The Soil Health Exchange: Are Soil Health Factors Impacting Yield Following Wildfire?

Corn stubble burning
The Exchange team weighs in on soil health factors that may be contributing to lower yields in irrigated corn this year, following wildfires that scorched southeast Nebraska fields during the fall of 2022.

The Soil Health Exchange: Are Soil Health Factors Impacting Yield Following Wildfire?

The Soil Health Exchange is a new online forum from CropWatch, designed to give producers and ag industry stakeholders the opportunity to speak directly to experts about their questions and concerns regarding soil health topics.

Below, our team of soil health specialists address recent questions from the public.

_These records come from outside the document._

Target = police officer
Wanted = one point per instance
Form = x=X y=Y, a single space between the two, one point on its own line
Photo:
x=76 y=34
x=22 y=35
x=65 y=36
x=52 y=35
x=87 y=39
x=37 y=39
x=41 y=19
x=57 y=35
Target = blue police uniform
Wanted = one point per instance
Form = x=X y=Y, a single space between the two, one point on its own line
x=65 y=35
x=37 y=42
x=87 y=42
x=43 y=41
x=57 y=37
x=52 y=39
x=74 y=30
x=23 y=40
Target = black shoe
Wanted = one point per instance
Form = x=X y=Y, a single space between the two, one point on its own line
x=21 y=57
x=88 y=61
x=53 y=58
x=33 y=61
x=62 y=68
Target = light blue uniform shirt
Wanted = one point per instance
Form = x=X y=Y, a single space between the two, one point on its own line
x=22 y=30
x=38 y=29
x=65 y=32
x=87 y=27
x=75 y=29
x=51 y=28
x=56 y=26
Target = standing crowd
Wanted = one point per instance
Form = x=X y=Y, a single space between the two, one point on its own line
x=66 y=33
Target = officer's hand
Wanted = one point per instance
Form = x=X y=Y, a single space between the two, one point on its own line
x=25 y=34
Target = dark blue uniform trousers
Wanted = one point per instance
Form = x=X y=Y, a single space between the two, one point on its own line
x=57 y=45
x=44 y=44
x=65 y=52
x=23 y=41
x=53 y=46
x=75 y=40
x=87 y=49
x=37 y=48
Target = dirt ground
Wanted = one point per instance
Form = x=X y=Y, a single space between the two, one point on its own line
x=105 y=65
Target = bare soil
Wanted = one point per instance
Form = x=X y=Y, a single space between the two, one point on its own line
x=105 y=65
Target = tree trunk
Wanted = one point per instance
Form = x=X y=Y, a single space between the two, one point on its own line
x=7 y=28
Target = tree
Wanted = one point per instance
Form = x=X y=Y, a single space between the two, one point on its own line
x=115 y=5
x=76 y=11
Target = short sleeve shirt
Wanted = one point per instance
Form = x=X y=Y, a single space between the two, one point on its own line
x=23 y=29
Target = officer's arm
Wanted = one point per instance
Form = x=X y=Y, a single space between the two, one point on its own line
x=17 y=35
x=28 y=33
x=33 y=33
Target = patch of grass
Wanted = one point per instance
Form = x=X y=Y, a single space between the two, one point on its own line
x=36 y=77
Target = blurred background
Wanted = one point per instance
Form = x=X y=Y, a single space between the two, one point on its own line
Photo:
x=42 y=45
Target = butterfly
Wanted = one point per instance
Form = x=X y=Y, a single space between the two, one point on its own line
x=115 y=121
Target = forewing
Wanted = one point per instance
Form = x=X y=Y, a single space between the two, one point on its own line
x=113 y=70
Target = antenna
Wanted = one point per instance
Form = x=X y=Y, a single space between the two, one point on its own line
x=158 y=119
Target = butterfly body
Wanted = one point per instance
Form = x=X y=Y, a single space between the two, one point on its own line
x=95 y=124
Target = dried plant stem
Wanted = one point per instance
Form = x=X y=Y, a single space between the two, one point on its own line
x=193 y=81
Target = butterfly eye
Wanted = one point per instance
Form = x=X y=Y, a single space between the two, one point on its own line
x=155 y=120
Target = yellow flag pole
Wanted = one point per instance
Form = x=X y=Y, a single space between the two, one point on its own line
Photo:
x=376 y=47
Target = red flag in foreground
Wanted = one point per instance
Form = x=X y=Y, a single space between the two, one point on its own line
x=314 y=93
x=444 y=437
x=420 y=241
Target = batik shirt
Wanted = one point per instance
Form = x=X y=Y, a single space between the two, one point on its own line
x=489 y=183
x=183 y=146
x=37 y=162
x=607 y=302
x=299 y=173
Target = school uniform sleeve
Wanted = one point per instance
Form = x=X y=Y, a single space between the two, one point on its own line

"Fall 2022 fires in Saline County seem to be negatively impacting irrigated corn yields in at least one field. Corn yield was 70 bu/ac less based on the yield monitor between fall 2022 burned and unburned areas in the field. Farmer doesn’t think nitrogen, sulfur or soil moisture was likely a yield-limiting factor, given his irrigation management and spring fertilizer program. Any potential soil health factors that could be impacting yield?"


Residue burning is not advisable in general. Strip till or reduced till or some residue baling can be options to manage large amounts of residues if cover crops and rotations under no-till do not help at all with residue mineralization. Simply adding inorganic fertilizer and water may not address all the issues with burning. Burning residues removes N, P, S, K, and other nutrients, and often increases soil pH (acidic soil may benefit). It also adversely affects soil biological activity and community, which are needed for nitrification. It can eliminate/reduce beneficial insects and soil organisms that contribute to nutrient cycling. Residues reduce evaporation and conserve soil water 24/7 unlike intermittent irrigation. These may be some of the reasons why the field with residues burned may be yielding lower. It would be great to run some soil health tests (rapid tests) between the burned and unburned fields.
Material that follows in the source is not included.